1 Reply Latest reply on May 2, 2011 7:16 AM by nou

    Splitting huge dataset across multiple GPUs and communicating



      I have a simulation with a huge 3D dataset which I cannot fit into a single GPU. I have a machine with 4 GPUs which I want to work together. I split the dataset into 4 sub-cubes and want only a single sub-cube to be allocated on each device. For each simulation step I have to communicate ghost layers between the devices. What is the best way to do this?

      - Creating 1 context with 4 GPUs? Will all GPUs get all sub-cubes allocated, since buffer creation is for a context and not device?
      - Creating 4 contexts with 1 GPU? It is possible to synchronize between contexts?

      What commands should I use to transfer data directly from one GPU to another?
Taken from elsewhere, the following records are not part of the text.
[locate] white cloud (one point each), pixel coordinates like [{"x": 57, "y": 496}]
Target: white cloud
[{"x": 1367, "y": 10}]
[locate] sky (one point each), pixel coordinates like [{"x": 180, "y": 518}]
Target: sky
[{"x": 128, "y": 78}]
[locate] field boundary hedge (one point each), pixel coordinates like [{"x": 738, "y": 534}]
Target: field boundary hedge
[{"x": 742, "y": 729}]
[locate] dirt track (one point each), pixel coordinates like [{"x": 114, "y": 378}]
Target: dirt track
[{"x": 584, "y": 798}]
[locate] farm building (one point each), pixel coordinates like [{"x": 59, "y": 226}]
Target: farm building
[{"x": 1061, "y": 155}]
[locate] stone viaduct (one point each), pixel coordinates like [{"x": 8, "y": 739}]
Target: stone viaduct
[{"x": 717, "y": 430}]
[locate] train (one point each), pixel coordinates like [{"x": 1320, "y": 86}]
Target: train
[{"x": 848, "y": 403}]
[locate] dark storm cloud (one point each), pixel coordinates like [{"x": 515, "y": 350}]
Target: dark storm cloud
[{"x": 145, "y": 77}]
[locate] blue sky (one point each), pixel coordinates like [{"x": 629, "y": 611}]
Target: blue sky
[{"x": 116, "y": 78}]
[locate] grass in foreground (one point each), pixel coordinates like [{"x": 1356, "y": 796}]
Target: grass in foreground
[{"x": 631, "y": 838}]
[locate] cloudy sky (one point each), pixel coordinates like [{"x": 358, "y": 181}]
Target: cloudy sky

        • Splitting huge dataset across multiple GPUs and communicating

          AMD OpenCl implementation allocate buffer on device on the first use. you can allocate 8GB of buffers. when you dont pass COPY_HOST_PTR then they are not allocated at all. when you do they are copied to host memory. they are allocated at device only when you enqueue kernel which use them.

          and they stay there until you release then. if you enqueue kernel whcih use same buffer on multiple devices then this buffer is allocated on all used devices.

          more in AMD OpenCL programing guide 4.5

          i am not sure but clEnqueueWrite/Read seems allocate buffer on device.